The same network that televised Lawrence's spring game months earlier, which fueled the public narrative that a freshman could eventually be the starting quarterback at Clemson, now had talking heads screaming about how unfair it was to Bryant.
Then in his first game as a starter, Lawrence suffered a head injury, left in the second quarter, and Clemson nearly lost its undefeated season. "He takes a big hit in the first half of his first game without Kelly, and they don't give him his helmet back," says Clemson backup quarterback Chase Brice, who took over and guided the Tigers to a 27-23 win. "It's a cruel irony. I just tried to play like I was coached and keep our season alive. We win, and we're in the locker room and everyone is going crazy. Trevor comes up to me and says: 'Thank you. I'm so happy for you.' He was genuinely excited for me. That's the kind of guy he is."
Clemson would go on to win the national championship by whipping college football king Alabama, with Lawrence's performance leaving those same talking heads debating whether he should sit out his next two seasons of college ball to protect his inevitable No. 1 selection in the NFL draft.
But sure enough, early this season after a slow (but still winning) start, the critics were at it again. Lawrence wasn't as sharp as he was as a freshman. Wasn't the same player. Clemson wasn't the same team. And on and on and on.
They're all back on the bandwagon now, after Lawrence led Clemson to a thrilling victory over Ohio State in the CFP semifinal.
Since throwing two interceptions against Louisville in mid-October, Lawrence has completed 72 percent of his passes in seven games, has accounted for more than 2,400 total yards and has 25 total touchdowns without a turnover.
Lawrence on the moment: "How could I not feel bad for [Bryant]? I know the effort and dedication he put into it. I know what it meant to him. Those are moments where you see what this whole thing is about. It kind of wakes you up. If you're not working every day, someone can pass you. Someone is out there working to pass you right now. Every year, people want something new. Last year, we were the team that beat Alabama. And everyone loved us. Then everyone wants something new. We have a close game, and everyone thinks we're not any good. It was the same in my situation. I just thought it was interesting that the same guys who thought I should sit out two seasons were the same guys who were now saying I suck."
'It wasn't going to end like that'
Prone on the field at State Farm Stadium, shaking off a helmet-to-helmet hit in the second quarter of the national semifinal in late December, Lawrence quickly got a dose of reality.
You're not going to knock me out.
Soon enough, the entire Clemson sideline awakened, shaking off a 16-0 deficit and scoring 21 straight points to take the lead for the first time midway through the third quarter.
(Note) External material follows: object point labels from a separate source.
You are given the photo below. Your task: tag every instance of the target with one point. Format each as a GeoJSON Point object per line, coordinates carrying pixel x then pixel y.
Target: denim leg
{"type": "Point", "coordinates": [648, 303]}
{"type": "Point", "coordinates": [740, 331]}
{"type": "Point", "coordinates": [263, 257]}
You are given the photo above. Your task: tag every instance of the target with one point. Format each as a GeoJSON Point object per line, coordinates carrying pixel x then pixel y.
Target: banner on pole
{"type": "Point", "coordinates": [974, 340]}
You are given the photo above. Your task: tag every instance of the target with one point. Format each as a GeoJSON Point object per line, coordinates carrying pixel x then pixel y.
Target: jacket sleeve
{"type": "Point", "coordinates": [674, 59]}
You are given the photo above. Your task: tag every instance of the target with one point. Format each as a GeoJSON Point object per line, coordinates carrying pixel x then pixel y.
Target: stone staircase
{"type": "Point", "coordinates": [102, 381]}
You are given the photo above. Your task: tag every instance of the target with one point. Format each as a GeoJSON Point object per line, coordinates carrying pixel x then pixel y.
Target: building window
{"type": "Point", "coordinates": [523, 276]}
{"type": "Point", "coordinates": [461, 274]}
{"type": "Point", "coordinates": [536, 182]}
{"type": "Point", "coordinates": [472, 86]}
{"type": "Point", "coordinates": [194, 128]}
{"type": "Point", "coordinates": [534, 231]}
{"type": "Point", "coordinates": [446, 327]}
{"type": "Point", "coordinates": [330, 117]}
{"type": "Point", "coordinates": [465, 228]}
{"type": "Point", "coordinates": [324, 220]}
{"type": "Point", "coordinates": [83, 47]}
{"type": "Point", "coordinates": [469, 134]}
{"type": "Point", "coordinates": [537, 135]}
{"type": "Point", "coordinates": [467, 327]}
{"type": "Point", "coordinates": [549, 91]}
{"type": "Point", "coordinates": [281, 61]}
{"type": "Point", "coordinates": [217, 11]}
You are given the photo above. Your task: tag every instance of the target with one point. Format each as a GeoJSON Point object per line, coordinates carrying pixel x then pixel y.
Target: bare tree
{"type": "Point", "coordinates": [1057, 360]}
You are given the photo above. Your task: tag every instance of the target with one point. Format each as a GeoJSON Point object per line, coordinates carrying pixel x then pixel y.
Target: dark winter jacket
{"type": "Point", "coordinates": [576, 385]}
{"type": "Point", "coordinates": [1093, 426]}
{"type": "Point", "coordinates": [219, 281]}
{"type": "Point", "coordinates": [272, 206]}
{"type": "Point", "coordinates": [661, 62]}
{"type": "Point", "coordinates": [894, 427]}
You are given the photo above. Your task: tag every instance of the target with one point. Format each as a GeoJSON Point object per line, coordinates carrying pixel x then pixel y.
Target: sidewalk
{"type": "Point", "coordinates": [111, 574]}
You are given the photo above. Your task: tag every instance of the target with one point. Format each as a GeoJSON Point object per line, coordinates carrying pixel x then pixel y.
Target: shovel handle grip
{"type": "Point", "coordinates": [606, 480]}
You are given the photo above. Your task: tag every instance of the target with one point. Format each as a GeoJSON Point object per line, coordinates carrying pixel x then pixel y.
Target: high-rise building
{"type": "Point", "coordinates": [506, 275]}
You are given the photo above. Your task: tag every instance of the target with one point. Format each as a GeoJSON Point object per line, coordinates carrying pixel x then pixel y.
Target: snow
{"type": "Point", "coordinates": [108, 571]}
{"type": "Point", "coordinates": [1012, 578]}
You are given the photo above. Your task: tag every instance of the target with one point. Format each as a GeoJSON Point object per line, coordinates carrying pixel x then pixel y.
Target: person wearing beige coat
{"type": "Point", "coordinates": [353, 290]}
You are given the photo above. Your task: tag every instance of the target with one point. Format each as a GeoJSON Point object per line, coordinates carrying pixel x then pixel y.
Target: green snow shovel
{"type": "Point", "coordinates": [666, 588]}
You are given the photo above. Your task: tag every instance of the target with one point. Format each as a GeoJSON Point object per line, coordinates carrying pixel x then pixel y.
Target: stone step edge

Deep in the fourth, with 2:55 to play, Clemson trailed by two with the ball at the 6.
Four plays later—one Lawrence run for 11 yards and 3-of-3 completions for 83 yards—Clemson had a lead it never relinquished.
In 28 games at Clemson, Lawrence never had experienced adversity like this in this critical of a moment. He stalked the sidelines before the final drive, staring into the faces of his teammates.
I love you guys. We were built for this. Let's go score.
Lawrence is briefer in his reaction to this moment, the full impact of which is yet to be seen: "It wasn't going to end like that. We've got one more game left."
He is reminded that with a win over LSU, a young Clemson team—dominated by freshmen and sophomores—is staring at NCAA history. Oklahoma's 47-game winning streak suddenly is within striking distance.
Another 15-0 season with what will be the nation's most talented roster—including the nation's No. 1 recruiting class—isn't out of the question.
"Just wasted energy to even think about that," he says.
He'll embrace that seminal moment when and if it arrives.